On Tue, Jan 21, 2020 at 10:15:42AM -0800, John Fastabend wrote:
> Alexei Starovoitov wrote:
> > On Mon, Jan 20, 2020 at 11:36:43PM -0800, John Fastabend wrote:
> > > 
> > > > +
> > > > +	t1 = btf_type_skip_modifiers(btf1, t1->type, NULL);
> > > > +	t2 = btf_type_skip_modifiers(btf2, t2->type, NULL);
> > > 
> > > Is it really best to skip modifiers? I would expect that if the
> > > signature is different including modifiers then we should just reject it.
> > > OTOH its not really C code here either so modifiers may not have the same
> > > meaning. With just integers and struct it may be ok but if we add pointers
> > > to ints then what would we expect from a const int*?
> > > 
> > > So whats the reasoning for skipping modifiers? Is it purely an argument
> > > that its not required for safety so solve it elsewhere? In that case then
> > > checking names of functions is also equally not required.
> > 
> > Function names are not checked by the kernel. It's purely libbpf and bpf_prog.c
> > convention. The kernel operates on prog_fd+btf_id only. The names of function
> > arguments are not compared either.
> 
> Sorry mistyped names of struct is what I meant, but that is probably nice to
> have per comment.

I think comments in the kernel code won't be sufficient :) I'm planing to write
a proper doc describing global functions and program extensions, since these
concepts are coupled.

> > 
> > The code has to skip modifiers. Otherwise the type comparison algorithm will be
> > quite complex, since typedef is such modifier. Like 'u32' in original program
> > and 'u32' in extension program would have to be recursively checked.
> > 
> > Another reason to skip modifiers is 'volatile' modifier. I suspect we would
> > have to use it from time to time in original placeholder functions. Yet new
> > replacement function will be written without volatile. The placeholder may need
> > volatile to make sure compiler doesn't optimize things away. I found cases
> > where 'noinline' in placeholder was not enough. clang would still inline the
> > body of the function and remove call instruction. So far I've been using
> > volatile as a workaround. May be we will introduce new function attribute to
> > clang.
> 
> Yes, we have various similar issue and have in the past used volatile to work
> around them but volatile's inside loops tends to break loop optimizations and
> cause clang warnings/errors. Another common one is verifier failing to track
> when scalars move around in registers. As an example the following is valid
> C for a bounded additon to array pointer but not tractable for the verifier
> at the moment. (made example at some point I'll dig up a collection of
> real-world examples)
> 
>     r1 = *(u64 *)(r10 - 8)
>     r6 = r1
>     if r6 < %[const] goto %l[err]
>     r3 += r1
>     r2 = %[copy_size]
>     r1 = r7
>     call 4

Is it a sign compare in the above? The verifier currently struggles with sign
compares. The issue you're describing could also be related to instruction
combining optimization. Yonghong is working on undoing parts of instcombine here:
https://reviews.llvm.org/D72787
Dealing with 32-bit sign compares probably will be done as a verifier
improvement. It's too hacky to do it in the llvm.

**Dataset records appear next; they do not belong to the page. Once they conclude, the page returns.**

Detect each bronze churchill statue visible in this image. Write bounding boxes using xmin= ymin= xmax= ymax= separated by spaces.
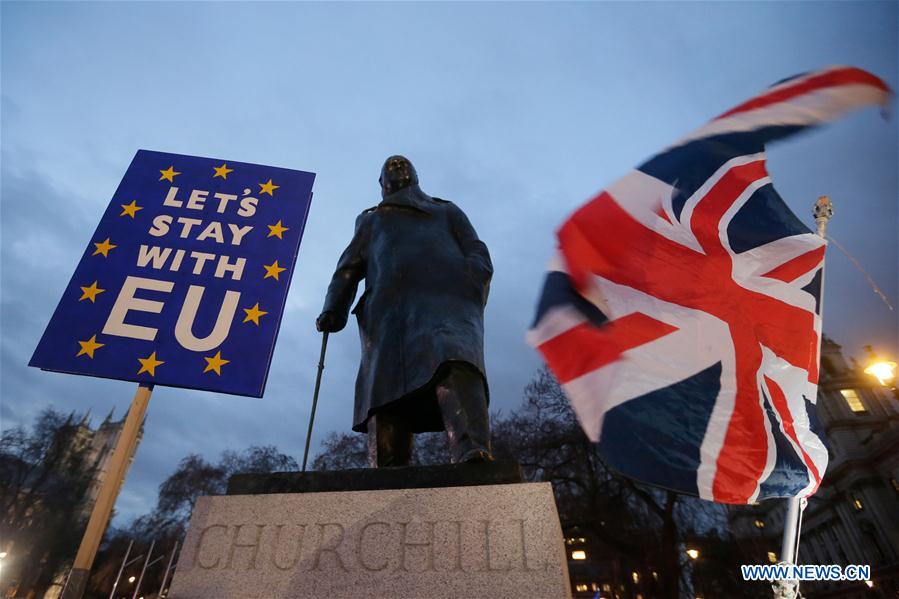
xmin=317 ymin=156 xmax=493 ymax=467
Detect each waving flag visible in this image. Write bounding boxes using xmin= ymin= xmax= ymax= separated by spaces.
xmin=528 ymin=66 xmax=890 ymax=504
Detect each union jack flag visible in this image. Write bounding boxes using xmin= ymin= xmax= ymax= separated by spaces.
xmin=528 ymin=66 xmax=890 ymax=504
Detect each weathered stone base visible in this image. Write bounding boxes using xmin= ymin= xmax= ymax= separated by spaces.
xmin=168 ymin=480 xmax=571 ymax=598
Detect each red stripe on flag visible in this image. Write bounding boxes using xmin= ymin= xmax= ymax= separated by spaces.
xmin=537 ymin=313 xmax=678 ymax=385
xmin=761 ymin=246 xmax=825 ymax=282
xmin=712 ymin=326 xmax=767 ymax=503
xmin=689 ymin=160 xmax=769 ymax=256
xmin=655 ymin=203 xmax=673 ymax=224
xmin=764 ymin=376 xmax=823 ymax=489
xmin=716 ymin=67 xmax=890 ymax=121
xmin=557 ymin=193 xmax=619 ymax=292
xmin=807 ymin=333 xmax=820 ymax=385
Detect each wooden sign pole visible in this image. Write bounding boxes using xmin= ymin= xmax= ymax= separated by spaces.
xmin=60 ymin=383 xmax=153 ymax=599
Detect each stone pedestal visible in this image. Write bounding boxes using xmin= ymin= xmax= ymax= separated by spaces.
xmin=168 ymin=464 xmax=571 ymax=598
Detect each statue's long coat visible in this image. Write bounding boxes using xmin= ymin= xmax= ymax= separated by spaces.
xmin=322 ymin=185 xmax=492 ymax=433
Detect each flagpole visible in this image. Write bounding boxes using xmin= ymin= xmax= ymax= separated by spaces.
xmin=778 ymin=496 xmax=808 ymax=565
xmin=774 ymin=196 xmax=833 ymax=599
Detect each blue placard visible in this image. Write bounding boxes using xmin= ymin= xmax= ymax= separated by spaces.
xmin=29 ymin=149 xmax=315 ymax=398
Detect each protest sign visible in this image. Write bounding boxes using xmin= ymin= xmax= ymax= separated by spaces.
xmin=30 ymin=149 xmax=315 ymax=397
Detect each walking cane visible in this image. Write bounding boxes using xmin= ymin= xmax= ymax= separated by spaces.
xmin=302 ymin=331 xmax=329 ymax=472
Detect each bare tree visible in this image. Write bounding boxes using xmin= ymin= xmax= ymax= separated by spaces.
xmin=0 ymin=408 xmax=94 ymax=598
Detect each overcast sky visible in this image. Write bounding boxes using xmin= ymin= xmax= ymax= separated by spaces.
xmin=2 ymin=2 xmax=896 ymax=525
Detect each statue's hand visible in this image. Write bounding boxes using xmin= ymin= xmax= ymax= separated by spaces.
xmin=316 ymin=311 xmax=342 ymax=333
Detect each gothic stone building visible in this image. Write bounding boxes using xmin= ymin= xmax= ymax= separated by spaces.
xmin=41 ymin=409 xmax=141 ymax=599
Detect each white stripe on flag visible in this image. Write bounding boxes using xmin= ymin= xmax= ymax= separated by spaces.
xmin=672 ymin=84 xmax=888 ymax=150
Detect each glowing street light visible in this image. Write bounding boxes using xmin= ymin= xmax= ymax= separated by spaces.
xmin=571 ymin=550 xmax=587 ymax=560
xmin=686 ymin=548 xmax=700 ymax=560
xmin=864 ymin=360 xmax=897 ymax=388
xmin=128 ymin=575 xmax=136 ymax=583
xmin=863 ymin=346 xmax=898 ymax=399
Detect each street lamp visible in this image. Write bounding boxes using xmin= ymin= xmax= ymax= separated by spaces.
xmin=686 ymin=548 xmax=699 ymax=560
xmin=128 ymin=576 xmax=136 ymax=584
xmin=863 ymin=346 xmax=898 ymax=396
xmin=864 ymin=360 xmax=897 ymax=388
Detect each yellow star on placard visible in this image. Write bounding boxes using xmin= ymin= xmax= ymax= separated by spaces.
xmin=159 ymin=166 xmax=181 ymax=182
xmin=263 ymin=260 xmax=286 ymax=281
xmin=203 ymin=351 xmax=230 ymax=376
xmin=267 ymin=220 xmax=289 ymax=239
xmin=259 ymin=179 xmax=280 ymax=196
xmin=137 ymin=351 xmax=164 ymax=376
xmin=119 ymin=200 xmax=143 ymax=218
xmin=92 ymin=238 xmax=117 ymax=257
xmin=76 ymin=335 xmax=104 ymax=359
xmin=243 ymin=303 xmax=268 ymax=325
xmin=213 ymin=163 xmax=233 ymax=179
xmin=79 ymin=281 xmax=106 ymax=303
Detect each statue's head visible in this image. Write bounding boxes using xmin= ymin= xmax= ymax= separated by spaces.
xmin=379 ymin=155 xmax=418 ymax=197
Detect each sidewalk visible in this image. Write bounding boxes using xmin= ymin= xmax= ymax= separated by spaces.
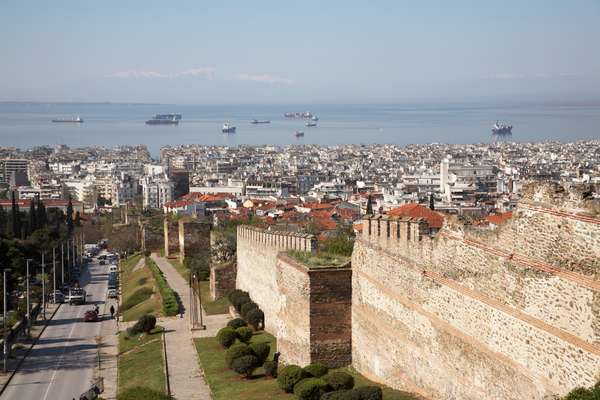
xmin=151 ymin=254 xmax=214 ymax=400
xmin=98 ymin=298 xmax=119 ymax=400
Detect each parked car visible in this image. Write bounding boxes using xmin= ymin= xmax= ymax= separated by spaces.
xmin=50 ymin=290 xmax=65 ymax=304
xmin=83 ymin=309 xmax=99 ymax=322
xmin=99 ymin=260 xmax=106 ymax=265
xmin=107 ymin=288 xmax=118 ymax=299
xmin=108 ymin=265 xmax=118 ymax=273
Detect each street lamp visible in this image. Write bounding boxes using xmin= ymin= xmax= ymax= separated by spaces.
xmin=61 ymin=241 xmax=65 ymax=285
xmin=3 ymin=267 xmax=12 ymax=372
xmin=41 ymin=252 xmax=46 ymax=320
xmin=52 ymin=247 xmax=56 ymax=300
xmin=25 ymin=259 xmax=32 ymax=336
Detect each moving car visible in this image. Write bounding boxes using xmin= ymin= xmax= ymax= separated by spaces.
xmin=83 ymin=309 xmax=99 ymax=322
xmin=68 ymin=287 xmax=86 ymax=305
xmin=50 ymin=290 xmax=65 ymax=304
xmin=99 ymin=260 xmax=106 ymax=265
xmin=107 ymin=288 xmax=118 ymax=299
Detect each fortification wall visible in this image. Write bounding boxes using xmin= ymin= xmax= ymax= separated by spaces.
xmin=352 ymin=186 xmax=600 ymax=400
xmin=163 ymin=219 xmax=179 ymax=257
xmin=210 ymin=262 xmax=236 ymax=300
xmin=178 ymin=220 xmax=211 ymax=263
xmin=236 ymin=226 xmax=317 ymax=333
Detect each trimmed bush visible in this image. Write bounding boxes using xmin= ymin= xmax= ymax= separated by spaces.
xmin=232 ymin=293 xmax=251 ymax=313
xmin=293 ymin=377 xmax=329 ymax=400
xmin=216 ymin=327 xmax=237 ymax=348
xmin=146 ymin=258 xmax=179 ymax=316
xmin=235 ymin=326 xmax=253 ymax=343
xmin=240 ymin=301 xmax=259 ymax=318
xmin=355 ymin=386 xmax=383 ymax=400
xmin=246 ymin=308 xmax=264 ymax=330
xmin=118 ymin=386 xmax=172 ymax=400
xmin=303 ymin=362 xmax=329 ymax=378
xmin=321 ymin=389 xmax=361 ymax=400
xmin=227 ymin=318 xmax=247 ymax=329
xmin=249 ymin=342 xmax=270 ymax=364
xmin=131 ymin=314 xmax=156 ymax=334
xmin=563 ymin=387 xmax=594 ymax=400
xmin=227 ymin=289 xmax=248 ymax=304
xmin=122 ymin=287 xmax=153 ymax=311
xmin=231 ymin=354 xmax=260 ymax=378
xmin=324 ymin=371 xmax=354 ymax=391
xmin=225 ymin=343 xmax=252 ymax=368
xmin=277 ymin=364 xmax=307 ymax=393
xmin=263 ymin=360 xmax=278 ymax=378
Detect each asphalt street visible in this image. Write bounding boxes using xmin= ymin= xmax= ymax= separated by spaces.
xmin=1 ymin=254 xmax=109 ymax=400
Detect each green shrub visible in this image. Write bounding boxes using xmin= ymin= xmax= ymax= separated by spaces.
xmin=131 ymin=314 xmax=157 ymax=334
xmin=321 ymin=389 xmax=361 ymax=400
xmin=563 ymin=387 xmax=595 ymax=400
xmin=293 ymin=377 xmax=329 ymax=400
xmin=216 ymin=327 xmax=237 ymax=348
xmin=235 ymin=326 xmax=253 ymax=343
xmin=231 ymin=354 xmax=260 ymax=378
xmin=246 ymin=308 xmax=264 ymax=330
xmin=227 ymin=318 xmax=247 ymax=329
xmin=303 ymin=362 xmax=329 ymax=378
xmin=227 ymin=289 xmax=248 ymax=304
xmin=118 ymin=386 xmax=172 ymax=400
xmin=240 ymin=301 xmax=259 ymax=318
xmin=249 ymin=342 xmax=270 ymax=364
xmin=324 ymin=371 xmax=354 ymax=391
xmin=122 ymin=287 xmax=153 ymax=311
xmin=232 ymin=292 xmax=251 ymax=312
xmin=146 ymin=258 xmax=179 ymax=316
xmin=225 ymin=343 xmax=251 ymax=368
xmin=277 ymin=365 xmax=307 ymax=393
xmin=355 ymin=386 xmax=383 ymax=400
xmin=263 ymin=360 xmax=278 ymax=378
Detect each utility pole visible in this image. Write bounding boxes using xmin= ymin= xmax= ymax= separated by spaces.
xmin=3 ymin=267 xmax=12 ymax=372
xmin=25 ymin=259 xmax=32 ymax=336
xmin=61 ymin=241 xmax=65 ymax=285
xmin=66 ymin=240 xmax=70 ymax=281
xmin=52 ymin=247 xmax=56 ymax=300
xmin=41 ymin=252 xmax=46 ymax=320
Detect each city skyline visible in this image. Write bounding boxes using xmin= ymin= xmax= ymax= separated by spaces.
xmin=1 ymin=0 xmax=599 ymax=104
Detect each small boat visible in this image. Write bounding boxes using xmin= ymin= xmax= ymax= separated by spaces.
xmin=305 ymin=121 xmax=317 ymax=127
xmin=52 ymin=116 xmax=83 ymax=123
xmin=146 ymin=114 xmax=179 ymax=125
xmin=251 ymin=119 xmax=271 ymax=124
xmin=222 ymin=123 xmax=236 ymax=133
xmin=311 ymin=116 xmax=319 ymax=121
xmin=295 ymin=131 xmax=304 ymax=137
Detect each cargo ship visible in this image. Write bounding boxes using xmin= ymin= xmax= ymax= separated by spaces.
xmin=222 ymin=123 xmax=236 ymax=133
xmin=295 ymin=131 xmax=304 ymax=137
xmin=305 ymin=121 xmax=317 ymax=127
xmin=251 ymin=119 xmax=271 ymax=124
xmin=284 ymin=111 xmax=313 ymax=119
xmin=52 ymin=116 xmax=83 ymax=123
xmin=146 ymin=114 xmax=179 ymax=125
xmin=491 ymin=121 xmax=512 ymax=137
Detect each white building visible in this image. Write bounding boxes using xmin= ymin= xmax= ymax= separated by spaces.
xmin=142 ymin=175 xmax=174 ymax=210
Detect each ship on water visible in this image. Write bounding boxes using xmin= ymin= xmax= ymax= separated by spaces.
xmin=146 ymin=114 xmax=180 ymax=125
xmin=295 ymin=131 xmax=304 ymax=137
xmin=52 ymin=116 xmax=83 ymax=123
xmin=222 ymin=123 xmax=236 ymax=133
xmin=492 ymin=121 xmax=513 ymax=140
xmin=305 ymin=121 xmax=317 ymax=127
xmin=284 ymin=111 xmax=313 ymax=119
xmin=251 ymin=119 xmax=270 ymax=124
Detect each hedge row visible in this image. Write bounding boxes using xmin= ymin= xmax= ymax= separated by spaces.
xmin=146 ymin=258 xmax=179 ymax=317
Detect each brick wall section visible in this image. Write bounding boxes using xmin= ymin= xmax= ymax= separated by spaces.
xmin=163 ymin=218 xmax=179 ymax=257
xmin=352 ymin=184 xmax=600 ymax=400
xmin=277 ymin=254 xmax=352 ymax=368
xmin=210 ymin=262 xmax=236 ymax=300
xmin=236 ymin=226 xmax=317 ymax=333
xmin=178 ymin=220 xmax=211 ymax=263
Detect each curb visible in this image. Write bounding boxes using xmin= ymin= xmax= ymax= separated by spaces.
xmin=0 ymin=303 xmax=62 ymax=396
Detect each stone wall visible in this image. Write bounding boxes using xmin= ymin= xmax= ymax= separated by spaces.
xmin=277 ymin=254 xmax=352 ymax=367
xmin=236 ymin=226 xmax=317 ymax=333
xmin=210 ymin=262 xmax=236 ymax=300
xmin=178 ymin=220 xmax=211 ymax=264
xmin=352 ymin=185 xmax=600 ymax=400
xmin=163 ymin=218 xmax=179 ymax=257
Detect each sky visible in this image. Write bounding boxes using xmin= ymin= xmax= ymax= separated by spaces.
xmin=1 ymin=0 xmax=599 ymax=104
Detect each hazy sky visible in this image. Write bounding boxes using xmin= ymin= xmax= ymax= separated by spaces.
xmin=1 ymin=0 xmax=599 ymax=104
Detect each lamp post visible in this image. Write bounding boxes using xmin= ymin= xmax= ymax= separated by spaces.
xmin=25 ymin=259 xmax=32 ymax=336
xmin=41 ymin=252 xmax=46 ymax=320
xmin=3 ymin=267 xmax=12 ymax=372
xmin=66 ymin=240 xmax=70 ymax=281
xmin=61 ymin=242 xmax=65 ymax=285
xmin=52 ymin=247 xmax=56 ymax=302
xmin=197 ymin=274 xmax=205 ymax=329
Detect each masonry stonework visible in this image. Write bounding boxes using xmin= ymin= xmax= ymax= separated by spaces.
xmin=210 ymin=262 xmax=236 ymax=300
xmin=163 ymin=218 xmax=179 ymax=257
xmin=178 ymin=220 xmax=211 ymax=263
xmin=352 ymin=183 xmax=600 ymax=400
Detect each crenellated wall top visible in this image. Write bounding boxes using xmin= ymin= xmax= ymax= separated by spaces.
xmin=237 ymin=225 xmax=318 ymax=253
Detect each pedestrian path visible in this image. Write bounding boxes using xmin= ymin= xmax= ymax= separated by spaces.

> compiler barriers help but not always and also breaks loop optimization
> passes. But, thats a different discussion I only mention it because
> either verifier has to track above logic better or new attributes in clang
> could be used for these things. But the new attributes don't usually work
> well when mixed with optimization passes that we would actually like to
> keep.

yep. unfortunately llvm folks didn't like the idea of disabling individual
optimization passes or parts of passes based on the backend flag. Hence BPF
backend has to normalize IR before generating asm. Since all of the issues
related to "llvm optimizing too much and verifier is too dumb" are related to
missed tracking of registers, I'm thinking that we may try virtual register
approach. Instead of doing register allocation and spill/fill in the llvm the
backend may generate as many virtual registers as necessary and final BPF
assembly will look like SSA except phisical registers will still be used to
receive and pass arguments while all other math, branches will operate on
virtual registers. Then the kernel will do register alloc after verification. I
hope that should help the verifier get smarter at the expense of less efficient
code and more spill/fill. But that is the last resort.

> > 
> > Having said that I share your concern regarding skipping 'const'. For 'const
> > int arg' it's totally ok to skip it, since it's meaningless from safety pov,
> > but for 'const int *arg' and 'const struct foo *arg' I'm planning to preserve
> > it. It will be preserved at the verifier bpf_reg_state level though. Just
> > checking that 'const' is present in extension prog's BTF doesn't help safety.
> > I'm planing to make the verifier enforce that bpf prog cannot write into
> > argument which type is pointer to const struct. That part is still wip. It will
> > be implemented for global functions first and then for extension programs.
> > Currently the verifier rejects any pointer to struct (other than context), so
> > no backward compatibility issues.
> 
> Ah ok this will be great. In that case const will be more general then
> merely functions and should be applicable generally at least as an end
> goal IMO. There will be a slight annoyance where old extensions may not
> run on new kernels though. I will argue such extensions are broken though.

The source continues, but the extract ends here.